I checked out a property website about Berlin recently, which advised me to hurry, hurry and help impose an unsustainable property boom upon the benighted inhabitants of that city. Only 14 per cent of Berliners own their own homes, apparently, and property prices are commendably low, the blurb advised. So, since 2004, some 600,000 property units (I assume they mean ‘homes’) in Germany have been bought by foreign investors, largely Brits. Yes, 600,000! It is not enough that in the quarter of a century since Margaret Thatcher introduced the right to buy for council house tenants (coincidentally, the greatest redistribution of wealth ever effected in Britain: I have nothing against that at all) and Britain went from being a nation within which 42 per cent of people owned their own homes to the 70 per cent figure we see today; we wanted still more. Let’s own Germany! And indeed France, where an estimated 56 per cent of the population are owner occupiers — a figure growing every day at least in part because of the example set by the hundreds of thousands of English immigrants looking for investment opportunities and a beaker of the warmish south. Our avarice spreads a few miles further east and further south with every year that passes; this year Berlin and Croatia, next year, who knows, maybe Chisinau and Macedonia.
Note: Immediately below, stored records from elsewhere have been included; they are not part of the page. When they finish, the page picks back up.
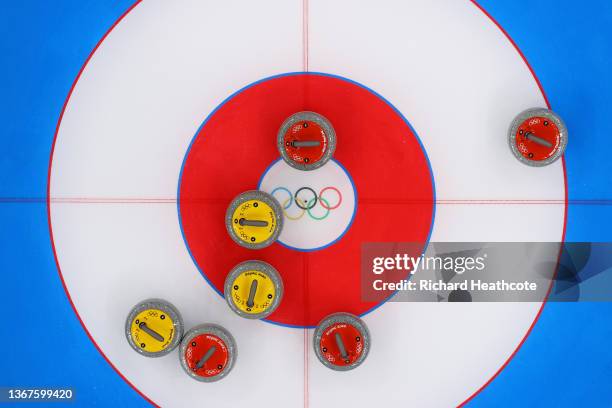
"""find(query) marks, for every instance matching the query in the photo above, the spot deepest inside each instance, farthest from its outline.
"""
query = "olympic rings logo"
(305, 198)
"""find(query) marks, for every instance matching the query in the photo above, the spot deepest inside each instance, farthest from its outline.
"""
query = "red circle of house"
(543, 128)
(376, 145)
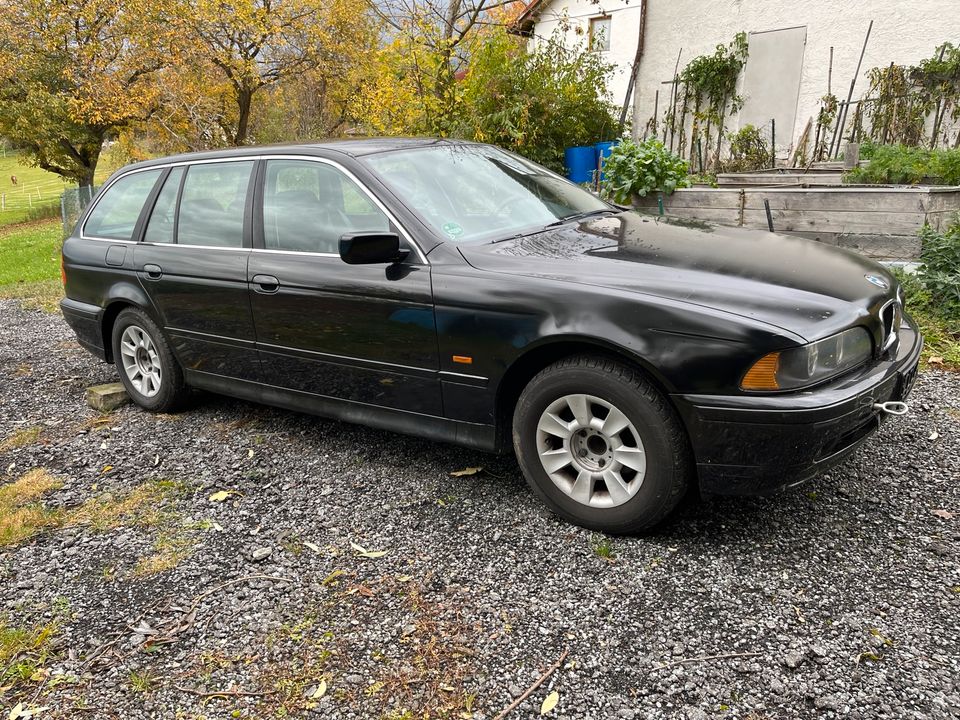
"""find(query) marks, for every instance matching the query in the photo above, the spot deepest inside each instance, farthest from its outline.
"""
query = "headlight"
(810, 364)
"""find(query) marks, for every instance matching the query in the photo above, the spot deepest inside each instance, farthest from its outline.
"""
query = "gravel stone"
(837, 599)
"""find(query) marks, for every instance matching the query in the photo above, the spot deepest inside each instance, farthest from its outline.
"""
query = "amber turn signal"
(763, 374)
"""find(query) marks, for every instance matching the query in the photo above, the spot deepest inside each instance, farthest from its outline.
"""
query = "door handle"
(266, 284)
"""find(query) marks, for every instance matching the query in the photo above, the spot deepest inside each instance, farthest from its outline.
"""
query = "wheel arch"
(119, 298)
(523, 369)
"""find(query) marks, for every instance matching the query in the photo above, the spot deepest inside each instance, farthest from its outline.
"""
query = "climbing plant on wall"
(706, 90)
(912, 105)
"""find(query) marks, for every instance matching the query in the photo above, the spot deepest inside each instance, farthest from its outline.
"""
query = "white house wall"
(572, 18)
(906, 31)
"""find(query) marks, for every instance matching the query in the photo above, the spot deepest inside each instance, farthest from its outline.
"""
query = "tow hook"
(892, 408)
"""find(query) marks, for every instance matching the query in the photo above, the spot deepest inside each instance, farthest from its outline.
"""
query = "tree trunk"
(244, 101)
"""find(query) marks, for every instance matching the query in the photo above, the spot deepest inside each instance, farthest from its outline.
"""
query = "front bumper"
(747, 445)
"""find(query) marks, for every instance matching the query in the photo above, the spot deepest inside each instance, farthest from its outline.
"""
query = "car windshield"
(477, 192)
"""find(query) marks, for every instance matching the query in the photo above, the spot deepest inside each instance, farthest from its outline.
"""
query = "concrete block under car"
(107, 397)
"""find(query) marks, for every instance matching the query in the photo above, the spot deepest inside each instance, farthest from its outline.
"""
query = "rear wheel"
(600, 445)
(148, 370)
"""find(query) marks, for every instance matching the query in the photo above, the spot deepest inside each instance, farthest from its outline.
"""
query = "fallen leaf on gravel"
(361, 589)
(331, 577)
(465, 472)
(549, 702)
(363, 552)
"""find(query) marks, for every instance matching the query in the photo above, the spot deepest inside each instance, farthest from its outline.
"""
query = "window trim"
(152, 200)
(257, 188)
(258, 209)
(148, 202)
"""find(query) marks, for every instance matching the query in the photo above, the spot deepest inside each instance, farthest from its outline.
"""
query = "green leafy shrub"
(640, 168)
(940, 269)
(748, 150)
(903, 165)
(932, 294)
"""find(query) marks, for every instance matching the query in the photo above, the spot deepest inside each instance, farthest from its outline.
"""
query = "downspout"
(634, 71)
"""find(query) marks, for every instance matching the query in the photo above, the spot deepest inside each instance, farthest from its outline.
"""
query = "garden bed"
(880, 222)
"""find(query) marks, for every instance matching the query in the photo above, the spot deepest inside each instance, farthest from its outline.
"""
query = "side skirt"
(472, 435)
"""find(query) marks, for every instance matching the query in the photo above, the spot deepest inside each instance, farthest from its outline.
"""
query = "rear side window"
(308, 205)
(116, 213)
(212, 204)
(160, 225)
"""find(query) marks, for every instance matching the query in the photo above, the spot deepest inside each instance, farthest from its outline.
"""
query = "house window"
(600, 33)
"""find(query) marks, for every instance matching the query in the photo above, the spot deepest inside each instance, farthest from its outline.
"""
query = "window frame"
(607, 37)
(254, 202)
(247, 227)
(152, 201)
(258, 234)
(145, 209)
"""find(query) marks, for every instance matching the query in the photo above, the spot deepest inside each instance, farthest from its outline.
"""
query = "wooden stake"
(537, 683)
(842, 116)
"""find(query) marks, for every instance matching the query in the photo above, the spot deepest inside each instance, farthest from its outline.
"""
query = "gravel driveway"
(346, 574)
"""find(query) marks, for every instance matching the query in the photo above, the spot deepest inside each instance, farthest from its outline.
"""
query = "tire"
(149, 372)
(618, 481)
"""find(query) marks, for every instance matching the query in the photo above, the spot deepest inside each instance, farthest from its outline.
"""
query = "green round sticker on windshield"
(453, 230)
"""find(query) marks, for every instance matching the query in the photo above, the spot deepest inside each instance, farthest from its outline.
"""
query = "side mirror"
(371, 248)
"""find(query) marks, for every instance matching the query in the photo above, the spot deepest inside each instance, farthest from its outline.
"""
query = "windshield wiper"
(579, 216)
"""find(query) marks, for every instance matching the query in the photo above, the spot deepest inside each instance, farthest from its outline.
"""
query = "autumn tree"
(73, 72)
(430, 47)
(232, 50)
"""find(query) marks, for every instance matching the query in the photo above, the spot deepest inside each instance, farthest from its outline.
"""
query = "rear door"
(192, 261)
(362, 333)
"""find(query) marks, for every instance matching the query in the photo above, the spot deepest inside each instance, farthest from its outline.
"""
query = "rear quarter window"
(115, 215)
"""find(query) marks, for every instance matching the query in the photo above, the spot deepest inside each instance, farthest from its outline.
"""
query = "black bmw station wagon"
(458, 292)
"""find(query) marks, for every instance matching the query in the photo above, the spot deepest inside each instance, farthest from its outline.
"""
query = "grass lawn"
(30, 263)
(36, 194)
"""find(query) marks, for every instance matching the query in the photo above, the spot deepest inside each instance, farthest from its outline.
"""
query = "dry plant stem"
(199, 598)
(702, 658)
(225, 693)
(539, 681)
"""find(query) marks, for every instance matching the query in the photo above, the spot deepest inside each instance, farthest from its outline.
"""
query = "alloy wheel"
(591, 451)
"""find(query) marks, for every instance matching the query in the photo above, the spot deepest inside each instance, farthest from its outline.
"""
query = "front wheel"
(149, 372)
(600, 445)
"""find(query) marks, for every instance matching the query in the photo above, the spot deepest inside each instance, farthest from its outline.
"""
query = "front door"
(192, 262)
(361, 333)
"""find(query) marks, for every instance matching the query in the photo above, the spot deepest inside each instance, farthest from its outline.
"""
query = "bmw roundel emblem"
(878, 281)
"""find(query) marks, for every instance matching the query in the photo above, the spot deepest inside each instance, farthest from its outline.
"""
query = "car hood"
(802, 286)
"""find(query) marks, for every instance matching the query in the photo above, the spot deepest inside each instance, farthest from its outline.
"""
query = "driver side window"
(308, 205)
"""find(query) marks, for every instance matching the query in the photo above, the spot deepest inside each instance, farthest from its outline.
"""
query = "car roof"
(354, 147)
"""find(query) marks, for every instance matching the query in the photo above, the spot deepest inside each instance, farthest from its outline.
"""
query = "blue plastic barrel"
(603, 151)
(580, 163)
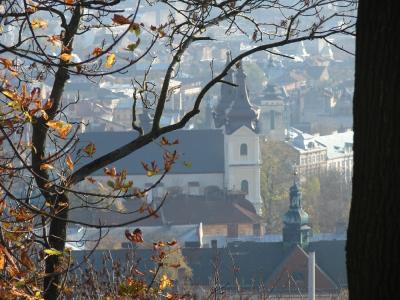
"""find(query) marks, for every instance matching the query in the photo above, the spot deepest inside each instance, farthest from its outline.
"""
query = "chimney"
(311, 276)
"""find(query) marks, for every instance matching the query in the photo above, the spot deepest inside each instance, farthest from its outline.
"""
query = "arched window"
(243, 149)
(244, 186)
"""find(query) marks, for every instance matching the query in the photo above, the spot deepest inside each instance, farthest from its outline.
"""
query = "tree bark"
(374, 228)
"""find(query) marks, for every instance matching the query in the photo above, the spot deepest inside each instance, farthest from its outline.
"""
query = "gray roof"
(202, 149)
(252, 263)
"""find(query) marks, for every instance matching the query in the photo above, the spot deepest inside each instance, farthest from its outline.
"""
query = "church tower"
(296, 229)
(241, 142)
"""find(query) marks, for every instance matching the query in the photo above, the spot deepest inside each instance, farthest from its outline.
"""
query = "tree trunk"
(374, 230)
(57, 237)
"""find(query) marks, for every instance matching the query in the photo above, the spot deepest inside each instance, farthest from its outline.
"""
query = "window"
(256, 229)
(233, 230)
(272, 120)
(243, 149)
(244, 186)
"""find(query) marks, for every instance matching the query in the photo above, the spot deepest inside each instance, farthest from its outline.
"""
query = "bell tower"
(296, 229)
(241, 142)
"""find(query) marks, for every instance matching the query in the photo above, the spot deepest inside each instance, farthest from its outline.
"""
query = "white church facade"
(226, 158)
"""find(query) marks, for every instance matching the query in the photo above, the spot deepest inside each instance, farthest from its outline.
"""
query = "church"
(227, 157)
Do you remember the ‘Hearts’ investment scheme of five or six years ago, a pyramid selling scam aimed at women? Each woman was required to find six friends to shove money into the system — and each of those six was required to find six more, and so on. Its unique selling point was that the mystical power of womankind, with their womanly belief and lack of cynicism, could conjure money out of nothing, ad infinitum. Eventually, of course, one runs out of stupid, gullible women, difficult though that might be to imagine — but only after quite a lot of people have made a lot of money for doing absolutely bugger all. The buying-abroad property market reminds me a little of Hearts, except that it is a pyramid scheme aimed at Brits, not women. Every year the market stretches to ever more desolate quarters, in search of money to be made from nothing. But unlike Hearts, there are more profound social consequences than a few confused and angry husbands.
So don’t worry too much about negative equity. Close your eyes and ears for a while and it won’t exist; in most cases it is, after all, only a reality if you choose to make it so.